At Jizô AI, sharing secrets is part of daily life: passwords, API keys, and sensitive files constantly flow between team members, clients, and partners. Like many technical teams, we kept running into the same problem: how do you securely transmit a secret without sending it in plaintext over Slack, Teams, or email?
Existing solutions didn't meet all our requirements. Some are hosted in the United States and subject to the Cloud Act. Others are closed source, with no possibility of code audit. Others are too limited: no CLI, no API, no file support. None offered the complete trifecta: secure, sovereign, and integrable.
So we built SharePwd.
The solution is built on a strict zero-knowledge architecture. The secret is encrypted directly in the sender's browser using AES-256-GCM. The decryption key is embedded in the URL fragment the portion after the # and never reaches our servers.

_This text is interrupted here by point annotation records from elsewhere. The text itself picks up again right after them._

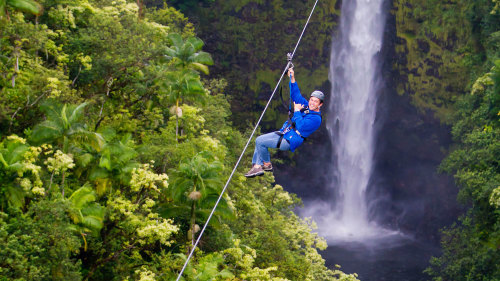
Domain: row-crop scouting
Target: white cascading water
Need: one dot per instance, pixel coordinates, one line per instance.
(354, 73)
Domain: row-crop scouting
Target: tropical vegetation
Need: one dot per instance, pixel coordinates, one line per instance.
(114, 144)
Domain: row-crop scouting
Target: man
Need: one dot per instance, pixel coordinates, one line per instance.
(306, 119)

What we store is an encrypted blob that we are technically unable to read, even if we wanted to.
The recipient opens the link, decryption happens locally in their browser, and the secret self-destructs. Burn after reading — but unlike the Coen Brothers film, everything goes according to plan here.
SharePwd is not a showcase project. It is a tool we use daily at Jizô AI for our own operational needs. It is precisely because it addresses a concrete and unsolved market need that we decided to share it.
We needed a tool to share secrets. Secure, sovereign, no compromises. We couldn't find it. So we built it.